The technology has several major steps which are denaturation, annealing and elongation which happens at 95 °C, 50 °C and 72 °C, respectively [4, 5]. The Viral RNA is first converted to cDNA followed by annealing of primers to the specific sequences. Detection is achieved by the use of specific probes. The RT-PCR technology checks for the presence of E gene followed by targeting the RdRp gene using specific primers and probes [11]. The limit of detection is 3.9 copies and 3.6 copies for E gene and RdRp gene, respectively. Cycle threshold values less than 37 are interpreted as a positive [8, 12]. The RT-PCR process is tracked real time by specific probes. Different RT-PCR reagent test kits exist but the principle is the same and they target various markers such as RNA-dependent RNA polymerase, specific sites of the viral genome and the structural proteins [48]. The technology is semi-automated, hence reducing the possibility of exposure to infection by the laboratory personnel. This technology comes with numerous challenges including requirement of expensive instruments and highly competent personnel to operate the equipment[11]. Furthermore, it takes a lot of time for the assay to generate results [8, 11].

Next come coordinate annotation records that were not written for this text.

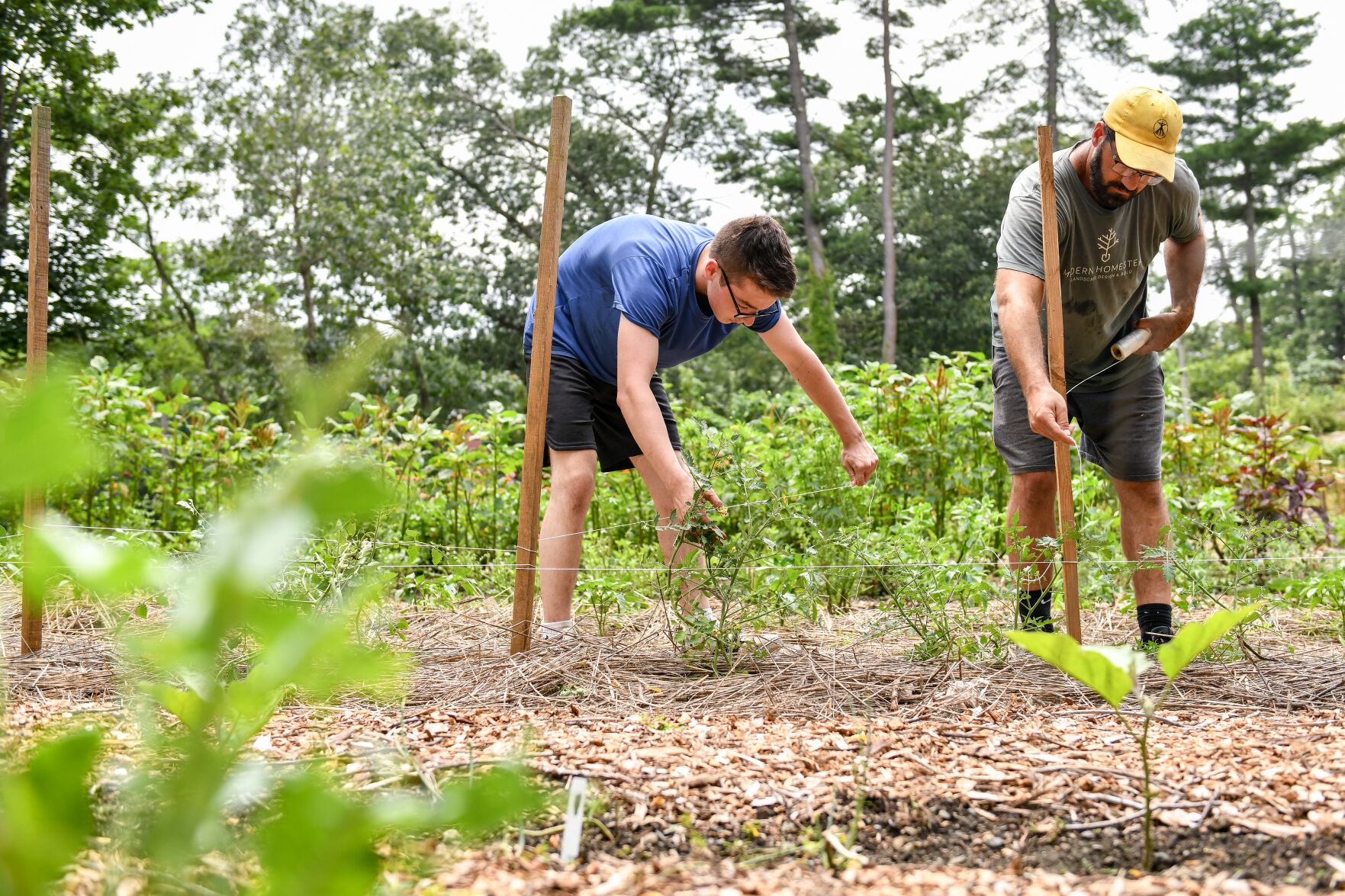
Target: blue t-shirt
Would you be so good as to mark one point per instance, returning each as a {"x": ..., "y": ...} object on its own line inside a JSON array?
[{"x": 645, "y": 268}]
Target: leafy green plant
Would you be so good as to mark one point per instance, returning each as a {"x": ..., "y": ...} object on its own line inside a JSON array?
[
  {"x": 1112, "y": 673},
  {"x": 45, "y": 811},
  {"x": 234, "y": 647}
]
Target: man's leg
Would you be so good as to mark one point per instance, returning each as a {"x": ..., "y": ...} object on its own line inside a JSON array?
[
  {"x": 693, "y": 595},
  {"x": 1032, "y": 514},
  {"x": 558, "y": 552},
  {"x": 1144, "y": 513}
]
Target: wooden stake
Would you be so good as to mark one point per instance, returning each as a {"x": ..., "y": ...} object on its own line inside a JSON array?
[
  {"x": 1056, "y": 353},
  {"x": 539, "y": 378},
  {"x": 40, "y": 220}
]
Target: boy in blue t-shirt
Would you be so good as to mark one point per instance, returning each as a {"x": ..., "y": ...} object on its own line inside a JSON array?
[{"x": 634, "y": 295}]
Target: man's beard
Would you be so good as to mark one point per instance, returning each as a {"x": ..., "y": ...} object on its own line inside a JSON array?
[{"x": 1107, "y": 195}]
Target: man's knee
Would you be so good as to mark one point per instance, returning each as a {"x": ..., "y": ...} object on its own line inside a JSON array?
[
  {"x": 1034, "y": 490},
  {"x": 1141, "y": 496}
]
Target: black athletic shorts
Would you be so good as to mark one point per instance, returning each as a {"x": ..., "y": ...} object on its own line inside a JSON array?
[{"x": 583, "y": 415}]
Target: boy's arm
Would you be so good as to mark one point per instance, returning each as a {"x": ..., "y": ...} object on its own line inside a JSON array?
[
  {"x": 857, "y": 456},
  {"x": 636, "y": 358}
]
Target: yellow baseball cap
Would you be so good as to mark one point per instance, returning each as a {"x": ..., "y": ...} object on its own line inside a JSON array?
[{"x": 1147, "y": 124}]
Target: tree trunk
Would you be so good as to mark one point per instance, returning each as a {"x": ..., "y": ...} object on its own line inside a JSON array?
[
  {"x": 5, "y": 191},
  {"x": 1299, "y": 313},
  {"x": 890, "y": 239},
  {"x": 1253, "y": 292},
  {"x": 798, "y": 102},
  {"x": 1186, "y": 381},
  {"x": 1052, "y": 69},
  {"x": 1227, "y": 275},
  {"x": 185, "y": 310},
  {"x": 1340, "y": 327},
  {"x": 655, "y": 163},
  {"x": 306, "y": 272}
]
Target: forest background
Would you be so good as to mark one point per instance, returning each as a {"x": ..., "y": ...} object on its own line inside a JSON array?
[{"x": 338, "y": 171}]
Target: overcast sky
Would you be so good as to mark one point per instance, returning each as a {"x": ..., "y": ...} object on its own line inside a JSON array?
[{"x": 187, "y": 40}]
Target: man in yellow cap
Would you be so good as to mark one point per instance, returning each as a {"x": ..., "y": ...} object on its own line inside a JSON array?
[{"x": 1119, "y": 195}]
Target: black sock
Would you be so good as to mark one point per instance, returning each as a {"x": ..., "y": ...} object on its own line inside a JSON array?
[
  {"x": 1156, "y": 623},
  {"x": 1034, "y": 611}
]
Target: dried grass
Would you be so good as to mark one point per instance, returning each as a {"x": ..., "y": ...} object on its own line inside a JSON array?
[{"x": 832, "y": 669}]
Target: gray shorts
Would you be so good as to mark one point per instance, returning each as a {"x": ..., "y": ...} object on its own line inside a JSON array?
[{"x": 1123, "y": 428}]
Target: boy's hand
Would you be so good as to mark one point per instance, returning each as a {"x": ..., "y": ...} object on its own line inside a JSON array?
[
  {"x": 687, "y": 496},
  {"x": 860, "y": 461}
]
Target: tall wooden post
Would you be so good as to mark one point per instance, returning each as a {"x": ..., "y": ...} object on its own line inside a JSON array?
[
  {"x": 539, "y": 377},
  {"x": 40, "y": 220},
  {"x": 1056, "y": 353}
]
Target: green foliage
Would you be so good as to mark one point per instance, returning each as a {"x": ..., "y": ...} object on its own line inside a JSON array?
[
  {"x": 1195, "y": 638},
  {"x": 236, "y": 644},
  {"x": 40, "y": 440},
  {"x": 45, "y": 811},
  {"x": 1112, "y": 673},
  {"x": 100, "y": 140},
  {"x": 1230, "y": 65}
]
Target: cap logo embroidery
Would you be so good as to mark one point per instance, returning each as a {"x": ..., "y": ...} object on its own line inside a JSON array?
[{"x": 1107, "y": 242}]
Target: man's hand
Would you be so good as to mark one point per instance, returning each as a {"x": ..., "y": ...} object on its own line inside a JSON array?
[
  {"x": 1048, "y": 415},
  {"x": 860, "y": 461},
  {"x": 689, "y": 499},
  {"x": 1165, "y": 329}
]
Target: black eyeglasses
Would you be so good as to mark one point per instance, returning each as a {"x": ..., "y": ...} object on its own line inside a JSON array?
[
  {"x": 1126, "y": 171},
  {"x": 743, "y": 315}
]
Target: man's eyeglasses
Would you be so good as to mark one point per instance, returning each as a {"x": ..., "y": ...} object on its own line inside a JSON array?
[
  {"x": 1126, "y": 171},
  {"x": 744, "y": 315}
]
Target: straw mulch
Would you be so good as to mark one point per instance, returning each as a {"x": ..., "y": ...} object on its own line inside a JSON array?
[
  {"x": 833, "y": 669},
  {"x": 76, "y": 661}
]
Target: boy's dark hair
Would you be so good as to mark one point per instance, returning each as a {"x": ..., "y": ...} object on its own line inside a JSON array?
[{"x": 756, "y": 248}]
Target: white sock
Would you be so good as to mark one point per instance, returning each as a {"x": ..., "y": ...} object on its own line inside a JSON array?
[{"x": 558, "y": 628}]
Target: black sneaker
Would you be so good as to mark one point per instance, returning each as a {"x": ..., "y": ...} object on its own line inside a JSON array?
[{"x": 1157, "y": 637}]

The technology comes with numerous advantages including the process of amplification, detection and quantification being done in an enclosed system hence ruling out the possibility of false-positive that is usually associated with the amplified product cross-contamination [6, 7, 25]. PCR assays target different regions of genes and hence the results are interpreted differently. For assays targeting two different regions results can be positive, negative or inconclusive. For the inconclusive results, the samples must be re-tested [5].

Study findings from previous analysis however report the challenges of limitation of application of RT-PCR, risk bias issues and high heterogeneity. It is recommended that repeatability of testing of patients with SARS-Cov-2 will solve these cases of false negative RT-PCR findings based on data captured up to July 2020 [51].

This technique works by amplifying the viral genomic targets at a constant temperature. The amplified product is then continuously extended, circularized and re-extended resulting in the production of DNA with different stem-loop structures [17]. The technology has the reverse transcription step and uses four specific different primers including the forward inner primer-FIP, a backward inner primer-BIP, outer backward primer-B3 and outer forward primer-F3 which is specific for the target sequence of the genome [12]. Photometry principle is employed in the detection process. It is a very simple method that is less expensive and highly sensitive [5, 11, 52]. It only requires heating and visual monitoring [8, 13]. Turbidometer is used to measure the intensity of color change which is equivalent to the viral content present in the sample [12]. Limitations of the technique are that a well-trained and competent personnel is required to perform the assay. Accuracy of the results is based on the type of samples used and the integrity of the reagents used to perform the assay. Amplification inhibitors and high mutation rates of the virus may alter the integrity of the results generated by the assay [7, 12].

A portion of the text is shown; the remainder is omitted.